Природа в вопросах нации допускает разные толкования. От природы все люди в чем-то, очевидно, равны, под любым экзотическим покровом обнаруживались те же общечеловеческие прафеномены любви и боли. Вместе с тем природа наделила отдельных людей и отдельные народы вопиющими различиями. Обусловленные климатом, ландшафтом и образом жизни различия народов и рас от Античности до наших дней являются неисчерпаемой темой путевых заметок, первый бум которых относится к началу Нового времени с его кругосветными путешествиями, географическими открытиями и научными экспедициями.

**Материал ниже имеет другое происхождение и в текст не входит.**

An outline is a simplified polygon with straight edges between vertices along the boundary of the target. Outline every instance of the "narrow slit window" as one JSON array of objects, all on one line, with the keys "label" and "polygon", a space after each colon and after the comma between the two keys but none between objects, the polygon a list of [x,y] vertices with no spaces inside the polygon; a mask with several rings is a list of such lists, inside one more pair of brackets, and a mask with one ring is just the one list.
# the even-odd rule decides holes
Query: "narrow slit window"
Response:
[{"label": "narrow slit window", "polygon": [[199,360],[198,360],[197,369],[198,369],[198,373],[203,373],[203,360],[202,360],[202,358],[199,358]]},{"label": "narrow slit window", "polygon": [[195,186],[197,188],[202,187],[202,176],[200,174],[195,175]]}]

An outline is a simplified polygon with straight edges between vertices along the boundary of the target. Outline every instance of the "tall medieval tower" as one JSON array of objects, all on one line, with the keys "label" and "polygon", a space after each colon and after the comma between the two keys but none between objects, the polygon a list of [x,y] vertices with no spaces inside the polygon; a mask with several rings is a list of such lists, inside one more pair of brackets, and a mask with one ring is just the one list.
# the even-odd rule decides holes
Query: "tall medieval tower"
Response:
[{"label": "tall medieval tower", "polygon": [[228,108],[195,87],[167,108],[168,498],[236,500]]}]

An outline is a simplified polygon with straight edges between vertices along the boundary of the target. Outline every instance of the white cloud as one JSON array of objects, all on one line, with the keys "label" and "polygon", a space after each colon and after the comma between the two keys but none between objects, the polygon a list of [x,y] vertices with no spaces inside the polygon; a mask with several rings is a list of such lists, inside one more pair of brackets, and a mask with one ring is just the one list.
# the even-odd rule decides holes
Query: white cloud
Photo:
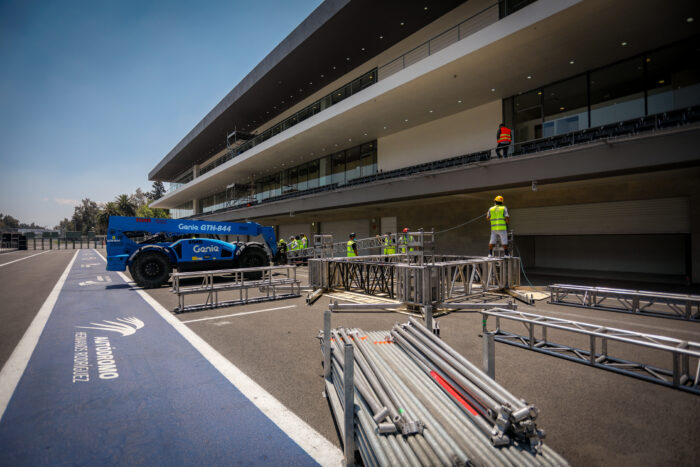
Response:
[{"label": "white cloud", "polygon": [[54,198],[53,200],[56,202],[56,204],[60,204],[61,206],[77,206],[80,204],[80,200],[78,199]]}]

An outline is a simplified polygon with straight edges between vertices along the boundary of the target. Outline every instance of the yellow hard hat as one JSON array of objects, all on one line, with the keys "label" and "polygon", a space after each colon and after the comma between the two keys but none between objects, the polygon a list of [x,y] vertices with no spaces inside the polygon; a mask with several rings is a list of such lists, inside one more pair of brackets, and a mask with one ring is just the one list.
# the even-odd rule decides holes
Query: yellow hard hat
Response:
[{"label": "yellow hard hat", "polygon": [[502,203],[502,202],[503,202],[503,196],[498,195],[498,196],[496,196],[493,200],[496,201],[497,203]]}]

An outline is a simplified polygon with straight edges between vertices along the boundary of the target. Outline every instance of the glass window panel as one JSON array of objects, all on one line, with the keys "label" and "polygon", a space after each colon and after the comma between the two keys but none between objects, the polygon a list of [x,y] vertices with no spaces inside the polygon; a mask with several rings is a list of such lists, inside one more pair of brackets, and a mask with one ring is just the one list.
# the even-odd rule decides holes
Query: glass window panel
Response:
[{"label": "glass window panel", "polygon": [[333,178],[332,183],[337,185],[345,184],[345,153],[339,152],[331,156]]},{"label": "glass window panel", "polygon": [[588,128],[586,76],[547,86],[543,90],[542,136],[554,136]]},{"label": "glass window panel", "polygon": [[647,54],[647,111],[667,112],[700,105],[698,38]]},{"label": "glass window panel", "polygon": [[299,183],[299,169],[294,167],[292,169],[289,169],[287,173],[287,188],[290,191],[297,191],[297,184]]},{"label": "glass window panel", "polygon": [[282,194],[282,173],[277,173],[270,180],[270,196]]},{"label": "glass window panel", "polygon": [[359,146],[345,151],[345,173],[348,181],[362,176]]},{"label": "glass window panel", "polygon": [[374,175],[377,173],[377,154],[374,152],[362,155],[362,176]]},{"label": "glass window panel", "polygon": [[[515,96],[515,141],[542,137],[542,90]],[[494,130],[494,139],[496,131]]]},{"label": "glass window panel", "polygon": [[319,186],[331,184],[331,156],[319,160]]},{"label": "glass window panel", "polygon": [[644,68],[641,58],[593,71],[590,76],[591,126],[644,115]]},{"label": "glass window panel", "polygon": [[299,167],[299,183],[297,184],[297,188],[299,191],[306,190],[308,186],[308,166],[307,164],[304,164]]},{"label": "glass window panel", "polygon": [[311,161],[307,165],[308,170],[308,189],[318,188],[319,184],[319,161]]}]

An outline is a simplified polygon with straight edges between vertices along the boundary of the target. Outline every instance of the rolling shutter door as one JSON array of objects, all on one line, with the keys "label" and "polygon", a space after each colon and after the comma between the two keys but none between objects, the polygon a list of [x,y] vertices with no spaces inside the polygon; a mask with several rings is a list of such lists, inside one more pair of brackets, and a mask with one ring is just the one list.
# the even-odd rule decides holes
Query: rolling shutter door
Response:
[{"label": "rolling shutter door", "polygon": [[690,232],[688,198],[519,208],[509,214],[516,236]]},{"label": "rolling shutter door", "polygon": [[321,222],[321,233],[333,235],[334,242],[347,241],[351,232],[358,240],[369,237],[369,219]]}]

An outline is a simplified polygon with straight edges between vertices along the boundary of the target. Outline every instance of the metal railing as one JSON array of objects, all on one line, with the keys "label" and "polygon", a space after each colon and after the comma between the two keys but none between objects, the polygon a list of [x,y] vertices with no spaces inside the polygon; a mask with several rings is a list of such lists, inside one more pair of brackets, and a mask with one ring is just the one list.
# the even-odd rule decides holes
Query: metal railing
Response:
[{"label": "metal railing", "polygon": [[[251,275],[254,278],[249,278]],[[174,272],[170,278],[173,283],[171,292],[178,297],[178,307],[174,310],[177,313],[301,296],[301,282],[297,279],[296,266]],[[222,281],[217,282],[217,278],[222,279]],[[182,281],[196,281],[197,279],[200,282],[193,285],[182,283]],[[251,297],[249,296],[251,289],[261,290],[264,295]],[[279,293],[278,289],[286,293]],[[225,292],[233,292],[234,294],[237,292],[238,298],[221,299],[219,294]],[[204,302],[186,306],[185,297],[196,294],[206,295]]]},{"label": "metal railing", "polygon": [[[498,308],[483,310],[481,314],[484,318],[484,335],[493,332],[497,342],[700,394],[700,343],[698,342]],[[494,317],[496,321],[494,331],[488,329],[490,317]],[[521,323],[526,333],[517,334],[504,330],[501,327],[503,321]],[[537,328],[540,330],[539,333],[536,333]],[[548,339],[549,330],[586,336],[589,342],[588,349],[554,343]],[[540,337],[538,338],[536,334]],[[610,342],[624,344],[624,346],[615,345],[611,349],[608,346]],[[620,352],[623,347],[629,346],[655,352],[654,360],[651,361],[660,361],[659,354],[661,359],[665,355],[668,359],[668,367],[661,368],[610,354],[610,350]],[[692,367],[696,368],[694,375],[690,371]]]},{"label": "metal railing", "polygon": [[461,23],[429,39],[405,54],[379,67],[381,81],[406,67],[484,29],[499,20],[498,2],[487,6]]},{"label": "metal railing", "polygon": [[81,248],[104,248],[105,236],[80,238],[27,238],[27,250],[78,250]]},{"label": "metal railing", "polygon": [[552,284],[549,291],[549,303],[557,305],[700,321],[700,295],[568,284]]}]

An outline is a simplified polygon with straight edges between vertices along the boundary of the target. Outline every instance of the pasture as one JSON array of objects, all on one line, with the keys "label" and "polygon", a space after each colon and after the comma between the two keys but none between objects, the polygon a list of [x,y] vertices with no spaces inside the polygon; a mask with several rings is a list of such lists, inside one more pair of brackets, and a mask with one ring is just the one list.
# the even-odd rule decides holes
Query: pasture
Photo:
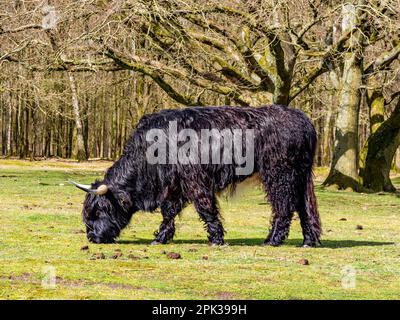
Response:
[{"label": "pasture", "polygon": [[81,221],[84,193],[66,181],[90,183],[108,166],[0,161],[1,299],[398,299],[397,195],[323,189],[327,172],[317,168],[323,236],[315,249],[299,247],[296,216],[284,245],[261,246],[270,206],[251,185],[220,198],[229,245],[208,246],[192,206],[171,244],[150,246],[161,215],[139,212],[116,244],[95,245]]}]

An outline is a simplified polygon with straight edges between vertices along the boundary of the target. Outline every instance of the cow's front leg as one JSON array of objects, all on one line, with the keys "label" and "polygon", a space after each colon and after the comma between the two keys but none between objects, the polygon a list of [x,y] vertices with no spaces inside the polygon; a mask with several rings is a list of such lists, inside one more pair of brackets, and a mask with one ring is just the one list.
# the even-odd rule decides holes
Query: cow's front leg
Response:
[{"label": "cow's front leg", "polygon": [[175,217],[181,212],[184,206],[184,201],[165,201],[161,204],[161,213],[163,221],[161,222],[160,229],[154,233],[156,238],[151,243],[166,244],[175,235]]}]

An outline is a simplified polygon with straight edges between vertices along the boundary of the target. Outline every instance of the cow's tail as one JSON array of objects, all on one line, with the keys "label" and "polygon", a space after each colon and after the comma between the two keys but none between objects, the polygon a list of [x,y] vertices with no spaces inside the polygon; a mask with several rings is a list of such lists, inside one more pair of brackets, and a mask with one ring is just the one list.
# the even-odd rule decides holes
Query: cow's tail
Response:
[{"label": "cow's tail", "polygon": [[315,131],[314,126],[309,122],[310,128],[307,131],[308,134],[306,136],[306,162],[307,169],[305,171],[306,176],[306,186],[304,192],[304,204],[305,211],[308,218],[308,224],[310,227],[311,236],[314,241],[320,242],[321,237],[321,220],[318,213],[317,199],[315,197],[314,192],[314,182],[313,182],[313,162],[315,151],[317,148],[317,133]]},{"label": "cow's tail", "polygon": [[308,222],[310,225],[310,232],[312,233],[313,238],[321,243],[321,219],[318,213],[317,199],[315,197],[314,192],[314,182],[313,182],[313,174],[310,170],[307,175],[307,185],[305,192],[305,210],[308,217]]}]

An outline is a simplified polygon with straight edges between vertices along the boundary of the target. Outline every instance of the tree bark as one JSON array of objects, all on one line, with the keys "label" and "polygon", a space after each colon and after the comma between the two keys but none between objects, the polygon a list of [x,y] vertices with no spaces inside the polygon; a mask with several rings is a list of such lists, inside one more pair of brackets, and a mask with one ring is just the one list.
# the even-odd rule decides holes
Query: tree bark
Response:
[{"label": "tree bark", "polygon": [[397,173],[400,172],[400,148],[397,148],[396,150],[396,154],[393,161],[393,170],[395,170]]},{"label": "tree bark", "polygon": [[[357,9],[350,4],[343,7],[343,21],[347,29],[357,22]],[[343,28],[346,31],[345,28]],[[349,50],[344,54],[340,102],[335,125],[335,149],[330,173],[325,186],[336,185],[339,189],[359,191],[358,183],[358,116],[360,87],[362,86],[363,47],[360,31],[349,39]]]},{"label": "tree bark", "polygon": [[7,129],[6,129],[6,156],[11,156],[12,150],[11,150],[11,135],[12,135],[12,127],[11,127],[11,123],[12,123],[12,105],[11,105],[11,97],[10,97],[10,101],[9,101],[9,105],[7,108]]},{"label": "tree bark", "polygon": [[83,139],[83,125],[82,125],[82,118],[80,115],[80,108],[78,102],[78,93],[76,90],[76,82],[75,77],[72,73],[68,73],[69,77],[69,84],[71,88],[71,96],[72,96],[72,110],[74,113],[75,119],[75,127],[76,127],[76,146],[78,149],[77,159],[78,161],[85,161],[87,160],[86,150],[85,150],[85,143]]},{"label": "tree bark", "polygon": [[390,181],[390,169],[399,145],[400,100],[390,117],[370,134],[361,152],[360,182],[363,187],[374,192],[396,191]]}]

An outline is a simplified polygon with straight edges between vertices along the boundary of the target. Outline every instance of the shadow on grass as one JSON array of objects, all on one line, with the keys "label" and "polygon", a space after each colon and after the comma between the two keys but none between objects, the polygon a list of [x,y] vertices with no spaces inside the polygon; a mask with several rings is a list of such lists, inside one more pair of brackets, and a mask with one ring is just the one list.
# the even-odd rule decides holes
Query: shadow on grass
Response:
[{"label": "shadow on grass", "polygon": [[[120,244],[150,244],[153,239],[136,239],[136,240],[119,240]],[[230,246],[261,246],[264,242],[262,238],[251,239],[226,239],[226,243]],[[353,247],[375,247],[375,246],[388,246],[394,245],[394,242],[380,242],[380,241],[358,241],[358,240],[322,240],[320,248],[353,248]],[[207,240],[174,240],[173,244],[207,244]],[[303,243],[302,239],[289,239],[284,242],[283,247],[300,247]]]}]

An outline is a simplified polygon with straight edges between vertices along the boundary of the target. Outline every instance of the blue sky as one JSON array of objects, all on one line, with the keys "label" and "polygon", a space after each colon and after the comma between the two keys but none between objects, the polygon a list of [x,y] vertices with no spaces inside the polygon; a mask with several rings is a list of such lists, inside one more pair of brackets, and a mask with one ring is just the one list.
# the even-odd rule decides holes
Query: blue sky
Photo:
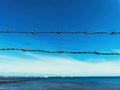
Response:
[{"label": "blue sky", "polygon": [[[14,31],[119,31],[120,1],[1,0],[0,30],[6,29]],[[120,52],[119,41],[119,35],[0,34],[0,48]],[[120,75],[120,72],[116,70],[120,69],[119,60],[119,56],[0,51],[0,75]],[[76,67],[72,69],[71,66]],[[105,66],[108,69],[105,69]]]}]

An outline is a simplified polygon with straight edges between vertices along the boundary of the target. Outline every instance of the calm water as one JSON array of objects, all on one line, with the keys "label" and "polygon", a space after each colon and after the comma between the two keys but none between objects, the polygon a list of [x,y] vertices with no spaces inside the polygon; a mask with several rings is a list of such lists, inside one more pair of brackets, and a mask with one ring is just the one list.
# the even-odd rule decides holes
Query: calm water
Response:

Это время возникновения литературного жанра «естественной истории» и описания флоры и фауны конкретных регионов. «Сколь бесконечное блаженство, – восторгался в 1531 году сэр Томас Элиот [200] , – черпает человек из созерцания разнообразия народов и животных, птиц, рыб, цветов и трав, из знакомства с обычаями народов и богатством их природы» (см. примеч. 61). Однако сделать заключение о природе немцев на основе германского ландшафта было нелегко, особенно в сравнении с северной и центральной Францией, от которой он не так сильно отличался.